Design and construction
- Architect: Vincenzo Seregni

= Palazzo dei Giureconsulti =

The Giureconsulti Palace (in Palazzo dei Giureconsulti), also known as Palazzo Affari ai Giureconsulti or simply Palazzo Affari, is a 16th-century building of Milan, Italy. It is located in Piazza Mercanti, former city centre in the Middle Ages.

The construction of the palace began in 1562 on a design by architect Vincenzo Seregni. The palace replaced an older one (dating back to the 13th century), which was demolished. The overall style of the building and its decoration is Manneristic.

A pre-existing tower by Napo Torriani was preserved and adapted to the new architecture as a bell tower; the bell, which was nicknamed "Zavataria" after Zavatario della Strada who donated it, rang to announce such events as public executions. The bell was later replaced by a clock.

The building originally served as the seat of the Collegio dei Nobili Dottori ("College of the Noble Doctors"), a school for aspiring politicians and lawyers. After the 18th century it was used for other functions, including as a stock exchange, as the seat of the telegraph company, as the seat of the Popolare di Milano bank, and finally as the seat of the Chamber of Commerce (from 1911). Today, the building is still the property of the Chamber of Commerce.
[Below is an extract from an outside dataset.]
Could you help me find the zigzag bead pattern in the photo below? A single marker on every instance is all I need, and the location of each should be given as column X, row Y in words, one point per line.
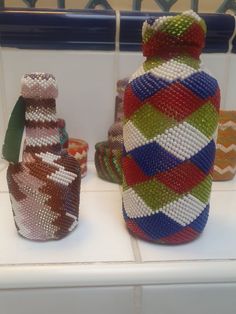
column 225, row 161
column 171, row 109
column 45, row 187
The palace was severely damaged by the bombings of World War II but was thoroughly restored in the 1980s by Gianni Mezzanotte. During this restoration, the palace was enhanced with hi-tech equipment, such as modern communication lines and multimedia appliances, to create a prestigious multi-functional venue to accommodate events, conferences, and such. It was at this time that the new denomination of "Palazzo Affari" was adopted, although the Palace is still largely known by its former name.